Sulle opere minori di Dante
Toccando delle opere minori di Dante non abbiamo ricordate né le sue Rime sacre, ne le sue Egloghe latine, né la sua Tesi intorno al sito e alla figura della Terra, che furono stampate la prima dall'abate Quadrio (Bologna 1753), la seconda da monsignor Dionisi (Aneddoti, Verona 1788) e la terza dal Torri (Livorno 1843), e da ultimo raccolte e diligentemente illustrate dal Fraticelli (Firenze 1856-58, 3 vol., presso Barbera e Bianchi). Le Rime sacre, chi argomentasse dalla fievolezza dei numeri e dal rassegnato languore, che ricorda le poesie ascetiche di Silvio Pellico, si avrebbe a dire opera senile; ma negli ultimi anni suoi Dante scriveva gli eccelsi canti del novissimo Paradiso. L'Egloghe ci provano, che se Dante avesse scritto il suo poema in latino, giusta i consigli de' suoi dotti amici, niuno ora conoscerebbe il suo nome.
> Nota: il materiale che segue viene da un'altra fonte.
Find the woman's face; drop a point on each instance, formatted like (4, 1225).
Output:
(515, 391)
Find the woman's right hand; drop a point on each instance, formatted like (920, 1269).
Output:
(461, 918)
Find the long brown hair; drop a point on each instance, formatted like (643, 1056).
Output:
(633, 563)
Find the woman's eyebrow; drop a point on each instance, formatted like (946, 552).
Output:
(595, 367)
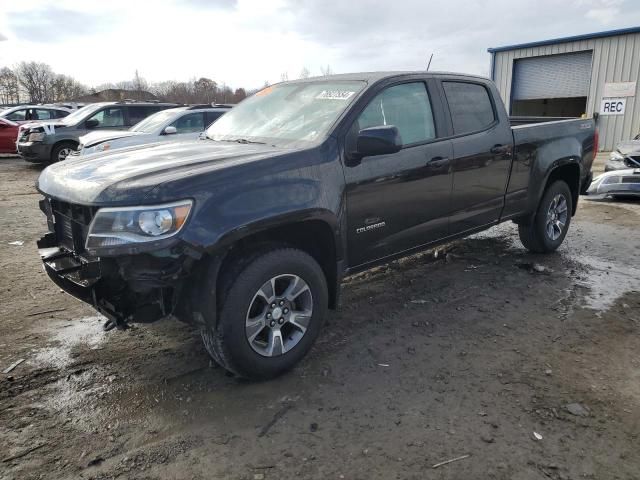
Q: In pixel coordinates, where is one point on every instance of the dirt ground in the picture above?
(519, 366)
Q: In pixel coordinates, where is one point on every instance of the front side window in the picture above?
(470, 106)
(109, 117)
(192, 122)
(286, 114)
(405, 106)
(213, 116)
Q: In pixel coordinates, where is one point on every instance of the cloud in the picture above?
(209, 4)
(52, 24)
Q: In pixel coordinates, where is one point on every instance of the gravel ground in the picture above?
(519, 366)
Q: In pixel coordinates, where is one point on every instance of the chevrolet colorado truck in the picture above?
(247, 234)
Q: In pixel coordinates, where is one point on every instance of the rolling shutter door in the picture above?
(552, 76)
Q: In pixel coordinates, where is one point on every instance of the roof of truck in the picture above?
(371, 77)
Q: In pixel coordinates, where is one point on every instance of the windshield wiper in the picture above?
(245, 141)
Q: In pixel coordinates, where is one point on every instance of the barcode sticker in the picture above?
(335, 95)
La Tesi di filosofia naturale, ch'ei disputò in Verona nei primi giorni del 1320, è una ghiotta curiosità pei fisici e per gli eruditi; e ci mostra come Dante fosse, rispetto ai suoi tempi, nobile cultore degli studii fisici; anzi sagace osservatore dei fenomeni naturali, di che ci lasciò prova manifesta in molti luoghi del suo poema, e principalmente ove parla del centro di gravità della terra, degli effetti della luce sui fiori e del concorso di essa nella maturazione e colorazione dei frutti, non che delle apparenze e degli influssi stellari; anzi, in questa medesima tesi par che accenni possibile la formazione delle montagne per interno impulso, o, come dicono, per sollevamento (§ XXI, Quaestio de aqua et terra).